On November 18, 2025 Cloudflare suffered its worst outage since 2019, taking down or degrading ChatGPT, Claude, X, Shopify, Indeed, and many other services for several hours from 11:20 UTC [27][28]. The cause was internal, not an attack: a database permissions change made a query return duplicate rows, doubling the size of a "feature file" consumed by the Bot Management system, the machine-learning component that scores crawlers and bots. The file grew from about 60 features to more than 200, exceeding a hard 200-feature limit in the core proxy software, which then panicked across the network; core traffic largely recovered by 14:30 UTC after engineers rolled back to a known-good file, with full restoration at 17:06 UTC [27]. The incident underscored both how much of the AI ecosystem depends on Cloudflare and the centrality of the very bot-classification machinery at the heart of its AI crawler strategy.

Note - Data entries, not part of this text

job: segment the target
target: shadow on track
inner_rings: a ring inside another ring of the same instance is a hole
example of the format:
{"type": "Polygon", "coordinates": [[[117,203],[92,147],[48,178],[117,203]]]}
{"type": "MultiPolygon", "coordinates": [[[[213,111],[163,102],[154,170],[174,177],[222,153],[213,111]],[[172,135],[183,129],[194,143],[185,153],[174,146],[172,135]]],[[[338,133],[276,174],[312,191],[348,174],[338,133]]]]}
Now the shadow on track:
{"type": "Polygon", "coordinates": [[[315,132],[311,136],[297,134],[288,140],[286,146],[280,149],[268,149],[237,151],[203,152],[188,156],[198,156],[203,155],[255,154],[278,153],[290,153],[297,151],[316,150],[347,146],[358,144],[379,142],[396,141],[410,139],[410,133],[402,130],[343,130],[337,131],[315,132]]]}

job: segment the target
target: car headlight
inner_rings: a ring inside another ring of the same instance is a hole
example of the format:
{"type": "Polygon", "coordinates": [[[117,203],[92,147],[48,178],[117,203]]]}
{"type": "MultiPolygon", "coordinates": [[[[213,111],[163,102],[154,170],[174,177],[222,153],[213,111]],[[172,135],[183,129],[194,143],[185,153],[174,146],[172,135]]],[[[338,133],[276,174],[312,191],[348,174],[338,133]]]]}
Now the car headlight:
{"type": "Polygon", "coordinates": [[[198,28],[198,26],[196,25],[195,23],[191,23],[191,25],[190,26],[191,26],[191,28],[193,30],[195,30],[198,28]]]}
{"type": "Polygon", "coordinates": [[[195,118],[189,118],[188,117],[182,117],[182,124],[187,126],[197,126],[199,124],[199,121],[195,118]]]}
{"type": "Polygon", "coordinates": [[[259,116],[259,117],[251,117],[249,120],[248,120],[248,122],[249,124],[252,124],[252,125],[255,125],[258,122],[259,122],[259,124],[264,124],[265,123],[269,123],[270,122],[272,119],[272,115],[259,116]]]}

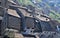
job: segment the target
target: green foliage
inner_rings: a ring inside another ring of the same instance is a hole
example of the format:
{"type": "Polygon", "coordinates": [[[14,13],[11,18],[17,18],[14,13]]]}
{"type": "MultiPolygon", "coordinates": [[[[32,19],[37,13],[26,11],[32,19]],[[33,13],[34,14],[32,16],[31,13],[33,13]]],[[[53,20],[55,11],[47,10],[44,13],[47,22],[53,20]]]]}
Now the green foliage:
{"type": "Polygon", "coordinates": [[[60,23],[60,14],[56,13],[56,15],[54,15],[53,13],[50,13],[50,17],[54,20],[57,20],[60,23]],[[57,15],[57,16],[56,16],[57,15]]]}
{"type": "Polygon", "coordinates": [[[34,4],[30,0],[19,0],[19,2],[22,5],[32,5],[32,6],[34,6],[34,4]]]}

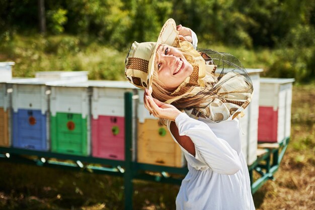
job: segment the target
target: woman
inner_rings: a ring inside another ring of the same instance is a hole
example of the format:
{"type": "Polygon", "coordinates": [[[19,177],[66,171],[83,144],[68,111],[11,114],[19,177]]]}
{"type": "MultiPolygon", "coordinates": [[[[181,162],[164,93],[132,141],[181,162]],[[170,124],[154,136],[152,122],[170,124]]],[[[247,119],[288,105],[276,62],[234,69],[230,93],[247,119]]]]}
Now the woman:
{"type": "Polygon", "coordinates": [[[145,88],[146,108],[164,119],[187,160],[177,209],[255,209],[237,120],[250,79],[234,57],[198,52],[194,33],[178,30],[169,20],[156,43],[134,43],[125,62],[127,79],[145,88]]]}

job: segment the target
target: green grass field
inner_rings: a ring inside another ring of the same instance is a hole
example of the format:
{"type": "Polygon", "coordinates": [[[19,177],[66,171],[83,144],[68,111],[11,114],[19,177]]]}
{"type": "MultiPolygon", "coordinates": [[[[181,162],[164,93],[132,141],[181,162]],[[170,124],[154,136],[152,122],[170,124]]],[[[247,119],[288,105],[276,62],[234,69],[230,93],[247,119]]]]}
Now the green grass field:
{"type": "MultiPolygon", "coordinates": [[[[268,49],[213,48],[241,58],[247,67],[268,69],[273,59],[268,49]]],[[[84,38],[18,37],[0,49],[0,60],[16,62],[15,76],[33,76],[39,70],[88,70],[90,79],[123,79],[125,54],[84,38]]],[[[275,180],[254,195],[258,209],[315,206],[315,84],[295,84],[293,95],[291,141],[275,180]]],[[[179,189],[135,181],[134,208],[175,209],[179,189]]],[[[121,209],[123,199],[121,178],[0,162],[0,209],[121,209]]]]}

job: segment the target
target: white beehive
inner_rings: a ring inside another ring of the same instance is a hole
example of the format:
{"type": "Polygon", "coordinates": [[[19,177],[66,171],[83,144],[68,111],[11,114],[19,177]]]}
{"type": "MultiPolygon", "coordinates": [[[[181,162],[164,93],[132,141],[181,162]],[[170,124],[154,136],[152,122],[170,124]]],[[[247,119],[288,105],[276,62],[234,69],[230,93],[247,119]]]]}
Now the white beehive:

Cloudflare's scale makes it a de facto policy-setter for the open web's relationship with AI. Its 2025 shift to permission-based crawling was the first time a major infrastructure provider, rather than individual publishers or courts, changed the economics of scraping by default, and its 402-based payment experiments, x402 standardization work, and Human Native acquisition sketch an alternative business model in which AI companies pay for content rather than harvest it [2][19][24]. The approach has critics: publishers have argued the signals lack teeth against determined scrapers, AI companies dispute Cloudflare's bot attributions, and concentrating crawler governance in one private gateway raises its own questions [23][26]. On the developer side, Workers AI, AI Gateway, and the Agents SDK have made Cloudflare a significant distribution layer for inference and agentic applications, competing with hyperscale clouds by placing AI close to users in over 190 cities [11][13].